Even if we know that the T was originally an inline class, from the inline T on F bound, we don't know which one, not unless we let the T carry extra information at runtime, which is precisely what we don't do. All that information is erased. It ceased to be. It's an ex-information.

In short: You cannot abstract over inline classes, because abstracting over types is done using type variables, which only get their binding at runtime, and inline classes do not exist at runtime.
Same reason extension methods of a subclass doesn't work with type parameters, all you know statically is the bound of the type parameter, not the actual value, and anything statically resolved will see only that.

We could make all inline classes automatically subtype a platform type InlineClass<T> where T is their representation type. Just like we make all enums implement Enum, functions implement Function and records implement Record.

That will allow one to enforce that a static type is an inline class type, and be used to bound type parameters like suggested above. (No need for special syntax like inline T on F.)
Not sure how useful that is going to be in practice with the current inline class design, but it can allow us to add operations that work on all inline class types.

We can make InlineClass<T> assignable to T by "implicit side-cast" if we want to, without making the actual inline types so. Not particularly necessary, since you can always do an explicit as T instead. Probably not worth it.

So, basically, the current inline class design does not provide a way to guard a type against some values of the representation type, no way to create subsets of types. Anything which requires calling a validation operation at runtime is impossible to enforce, because we can skirt it using the completely unsafe as, and going through generics.

The only security you get against using an incompatible int as a social security number is that there is no subtype relation between the two, and no assignability, so you can't just assign a List<int> to List<SocialSecurityNumber>. You need to do a cast. Which makes the SocialSecurityNumber abstraction safe, but not sound. (Normal casts are sound, not safe.

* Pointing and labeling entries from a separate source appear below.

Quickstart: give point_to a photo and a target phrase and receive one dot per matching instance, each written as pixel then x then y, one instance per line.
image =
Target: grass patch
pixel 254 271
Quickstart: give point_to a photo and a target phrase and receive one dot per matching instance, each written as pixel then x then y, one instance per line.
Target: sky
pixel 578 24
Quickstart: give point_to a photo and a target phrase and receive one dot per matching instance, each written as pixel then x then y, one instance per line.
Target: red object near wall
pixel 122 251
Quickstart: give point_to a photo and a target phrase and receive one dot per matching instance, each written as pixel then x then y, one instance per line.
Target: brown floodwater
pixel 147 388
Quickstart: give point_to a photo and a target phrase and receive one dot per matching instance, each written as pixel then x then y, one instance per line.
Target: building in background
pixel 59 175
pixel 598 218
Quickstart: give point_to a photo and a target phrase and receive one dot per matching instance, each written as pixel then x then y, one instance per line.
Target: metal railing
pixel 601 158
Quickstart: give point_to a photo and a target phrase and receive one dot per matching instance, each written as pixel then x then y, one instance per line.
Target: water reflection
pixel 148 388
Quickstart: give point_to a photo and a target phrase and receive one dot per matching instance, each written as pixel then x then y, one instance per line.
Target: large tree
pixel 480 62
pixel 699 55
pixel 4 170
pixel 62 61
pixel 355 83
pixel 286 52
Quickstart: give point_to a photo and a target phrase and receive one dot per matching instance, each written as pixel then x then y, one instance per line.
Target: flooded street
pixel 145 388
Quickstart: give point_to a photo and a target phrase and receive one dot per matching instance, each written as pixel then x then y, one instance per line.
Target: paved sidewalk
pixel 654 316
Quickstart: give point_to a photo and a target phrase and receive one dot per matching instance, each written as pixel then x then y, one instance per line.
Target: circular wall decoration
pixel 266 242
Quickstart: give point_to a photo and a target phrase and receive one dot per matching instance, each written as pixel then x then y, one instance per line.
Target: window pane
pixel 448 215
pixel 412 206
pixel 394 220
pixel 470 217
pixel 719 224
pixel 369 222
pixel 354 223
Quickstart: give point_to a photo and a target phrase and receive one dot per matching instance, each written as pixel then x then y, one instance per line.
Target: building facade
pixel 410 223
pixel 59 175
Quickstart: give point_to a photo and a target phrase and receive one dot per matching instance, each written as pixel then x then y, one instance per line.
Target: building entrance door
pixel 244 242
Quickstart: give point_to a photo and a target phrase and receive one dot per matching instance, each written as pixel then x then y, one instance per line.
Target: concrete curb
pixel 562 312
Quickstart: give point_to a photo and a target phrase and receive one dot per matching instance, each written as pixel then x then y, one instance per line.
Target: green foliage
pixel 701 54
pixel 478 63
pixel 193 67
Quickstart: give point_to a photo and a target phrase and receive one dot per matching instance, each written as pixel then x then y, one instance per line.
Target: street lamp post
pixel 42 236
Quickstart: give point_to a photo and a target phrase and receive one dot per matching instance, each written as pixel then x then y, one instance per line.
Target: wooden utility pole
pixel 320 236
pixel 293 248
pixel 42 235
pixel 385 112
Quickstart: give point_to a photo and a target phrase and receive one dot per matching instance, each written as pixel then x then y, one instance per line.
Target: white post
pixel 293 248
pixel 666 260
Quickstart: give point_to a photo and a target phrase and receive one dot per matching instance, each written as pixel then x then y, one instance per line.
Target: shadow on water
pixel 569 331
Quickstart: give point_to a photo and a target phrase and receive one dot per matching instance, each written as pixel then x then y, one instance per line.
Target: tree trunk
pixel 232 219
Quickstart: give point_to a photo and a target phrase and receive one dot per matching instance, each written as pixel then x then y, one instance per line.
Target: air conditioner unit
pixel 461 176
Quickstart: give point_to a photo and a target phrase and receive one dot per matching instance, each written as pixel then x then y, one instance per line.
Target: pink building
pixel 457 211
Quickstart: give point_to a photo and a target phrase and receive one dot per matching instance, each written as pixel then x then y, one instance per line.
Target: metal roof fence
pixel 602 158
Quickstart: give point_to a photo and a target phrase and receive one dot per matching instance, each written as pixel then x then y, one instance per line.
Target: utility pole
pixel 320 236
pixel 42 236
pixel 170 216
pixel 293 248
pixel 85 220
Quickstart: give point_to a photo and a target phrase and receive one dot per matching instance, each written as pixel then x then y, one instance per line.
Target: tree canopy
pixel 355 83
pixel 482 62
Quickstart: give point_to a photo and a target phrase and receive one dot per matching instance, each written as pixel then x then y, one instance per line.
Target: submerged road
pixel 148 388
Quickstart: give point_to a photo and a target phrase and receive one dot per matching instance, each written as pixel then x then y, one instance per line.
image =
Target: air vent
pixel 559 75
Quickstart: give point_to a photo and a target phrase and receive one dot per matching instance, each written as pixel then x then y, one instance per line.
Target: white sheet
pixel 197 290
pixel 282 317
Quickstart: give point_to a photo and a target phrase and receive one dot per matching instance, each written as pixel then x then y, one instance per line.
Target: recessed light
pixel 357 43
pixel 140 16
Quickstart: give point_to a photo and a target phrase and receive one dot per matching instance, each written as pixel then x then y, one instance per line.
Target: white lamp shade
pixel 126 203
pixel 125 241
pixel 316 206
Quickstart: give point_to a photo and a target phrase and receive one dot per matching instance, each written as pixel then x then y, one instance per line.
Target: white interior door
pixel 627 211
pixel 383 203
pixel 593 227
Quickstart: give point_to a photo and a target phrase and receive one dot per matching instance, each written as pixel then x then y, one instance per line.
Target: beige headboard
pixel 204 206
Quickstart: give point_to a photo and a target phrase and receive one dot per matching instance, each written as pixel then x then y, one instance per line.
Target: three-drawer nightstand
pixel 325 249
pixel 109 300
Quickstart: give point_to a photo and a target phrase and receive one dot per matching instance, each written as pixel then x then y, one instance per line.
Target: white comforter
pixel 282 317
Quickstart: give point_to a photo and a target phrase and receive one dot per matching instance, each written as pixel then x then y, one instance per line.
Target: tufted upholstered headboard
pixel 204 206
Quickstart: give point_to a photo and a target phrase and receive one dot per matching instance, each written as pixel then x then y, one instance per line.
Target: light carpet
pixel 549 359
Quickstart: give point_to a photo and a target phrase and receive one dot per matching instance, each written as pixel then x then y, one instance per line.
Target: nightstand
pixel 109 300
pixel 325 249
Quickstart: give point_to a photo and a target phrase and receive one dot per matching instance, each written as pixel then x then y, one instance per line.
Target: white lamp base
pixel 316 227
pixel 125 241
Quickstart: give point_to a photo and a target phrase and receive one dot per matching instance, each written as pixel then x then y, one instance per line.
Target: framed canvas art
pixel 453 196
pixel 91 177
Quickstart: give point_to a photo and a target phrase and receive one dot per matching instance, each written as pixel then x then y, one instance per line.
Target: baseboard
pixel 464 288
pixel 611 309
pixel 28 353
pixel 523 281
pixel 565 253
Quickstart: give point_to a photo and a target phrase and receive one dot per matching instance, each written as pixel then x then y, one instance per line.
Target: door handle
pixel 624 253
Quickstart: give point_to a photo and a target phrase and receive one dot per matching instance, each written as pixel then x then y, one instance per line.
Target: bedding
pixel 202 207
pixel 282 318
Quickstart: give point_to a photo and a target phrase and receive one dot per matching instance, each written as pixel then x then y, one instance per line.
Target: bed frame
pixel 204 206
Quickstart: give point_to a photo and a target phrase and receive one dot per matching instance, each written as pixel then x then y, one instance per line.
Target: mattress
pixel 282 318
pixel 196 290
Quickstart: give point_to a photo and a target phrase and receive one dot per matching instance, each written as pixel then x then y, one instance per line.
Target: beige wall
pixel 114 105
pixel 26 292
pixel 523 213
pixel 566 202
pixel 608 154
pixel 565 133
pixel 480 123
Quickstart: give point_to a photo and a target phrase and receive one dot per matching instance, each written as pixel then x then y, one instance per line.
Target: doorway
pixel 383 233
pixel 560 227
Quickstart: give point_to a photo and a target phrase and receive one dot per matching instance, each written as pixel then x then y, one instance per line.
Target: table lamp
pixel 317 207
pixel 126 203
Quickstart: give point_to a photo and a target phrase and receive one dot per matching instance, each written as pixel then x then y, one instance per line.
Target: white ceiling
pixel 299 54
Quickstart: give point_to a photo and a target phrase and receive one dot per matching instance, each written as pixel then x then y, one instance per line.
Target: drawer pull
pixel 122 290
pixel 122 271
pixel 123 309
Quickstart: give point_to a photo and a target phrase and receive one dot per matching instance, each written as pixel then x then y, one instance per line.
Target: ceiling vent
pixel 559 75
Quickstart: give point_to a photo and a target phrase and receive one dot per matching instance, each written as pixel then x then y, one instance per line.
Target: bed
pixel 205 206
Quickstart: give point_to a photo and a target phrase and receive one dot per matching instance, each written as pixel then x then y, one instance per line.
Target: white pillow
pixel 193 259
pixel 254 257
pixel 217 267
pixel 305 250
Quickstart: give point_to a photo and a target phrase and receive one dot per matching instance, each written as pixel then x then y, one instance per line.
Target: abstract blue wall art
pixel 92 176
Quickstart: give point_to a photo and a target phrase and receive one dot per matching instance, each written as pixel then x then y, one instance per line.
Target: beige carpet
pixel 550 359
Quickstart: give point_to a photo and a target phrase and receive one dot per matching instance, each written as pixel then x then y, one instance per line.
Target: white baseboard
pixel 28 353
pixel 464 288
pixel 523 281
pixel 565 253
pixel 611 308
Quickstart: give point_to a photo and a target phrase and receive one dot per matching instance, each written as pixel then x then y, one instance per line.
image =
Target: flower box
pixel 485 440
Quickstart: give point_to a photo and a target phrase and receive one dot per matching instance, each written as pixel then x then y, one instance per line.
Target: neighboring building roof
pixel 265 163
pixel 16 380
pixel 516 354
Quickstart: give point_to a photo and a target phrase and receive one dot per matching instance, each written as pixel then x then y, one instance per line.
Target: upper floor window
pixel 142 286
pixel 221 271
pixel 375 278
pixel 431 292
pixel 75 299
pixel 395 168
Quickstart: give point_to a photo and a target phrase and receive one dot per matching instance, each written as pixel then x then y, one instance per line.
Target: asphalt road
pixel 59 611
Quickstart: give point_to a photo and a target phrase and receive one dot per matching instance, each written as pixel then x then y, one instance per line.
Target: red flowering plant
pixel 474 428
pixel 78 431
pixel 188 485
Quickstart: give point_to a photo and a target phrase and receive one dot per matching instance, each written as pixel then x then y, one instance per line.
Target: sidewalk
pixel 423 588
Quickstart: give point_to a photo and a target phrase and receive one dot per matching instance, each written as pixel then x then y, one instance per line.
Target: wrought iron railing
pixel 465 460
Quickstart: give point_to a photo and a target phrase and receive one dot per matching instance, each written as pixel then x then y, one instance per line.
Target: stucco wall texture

They throw if the conversion isn't valid. Casts from representation type to inline class types always succeeds, but doesn't necessarily preserve all notions of soundness that the inline class might want to preserve, because it cannot do checks at runtime.)

If your program contains no as casts, or dynamic values, it's probably type sound.

@yjbanov
Copy link

yjbanov commented Feb 22, 2023

@lrhn

Thanks for the detailed explanation! Yeah, this would need extra RTTI to work.

If your program contains no as casts, or dynamic values, it's probably type sound.

Cool. If we require explicit casts, then maybe this is safe enough as is.

Anyway, looking forward to trying this out! This is my favorite upcoming language feature so far 👍

@Peng-Qian
Copy link

Is this feature will be shipped in Dart 3.0? It seems perfect to create value objects by the inline class.

@mraleph
Copy link
Member

mraleph commented Feb 24, 2023

Is this feature will be shipped in Dart 3.0? It seems perfect to create value objects by the inline class.

It is not part of 3.0.

@eernstg
Copy link
Member

eernstg commented Feb 24, 2023

@yjbanov wrote:

it's worth exploring how much the soundness can be preserved with this feature.

Note that we had some discussions about a feature which was motivated by exactly this line of thinking:

In an early proposal for the mechanism which is now known as inline classes, there is a section describing 'Protected extension types'. The idea is that a protected extension type is given a separate representation at run time when used as a part of a composite type (that is, as a type argument or as a parameter/return type of a function type). This means that we can distinguish a List<SocialSecurityNumber> from a List<int> at run time (but we still don't have a wrapper object for an individual instance).

The main element of this feature is that an inline class can be protected, which means that it must have a bool get isValid getter which will be invoked implicitly at the beginning of every generative constructor body, and there's a dynamic error if the given representation object isn't valid.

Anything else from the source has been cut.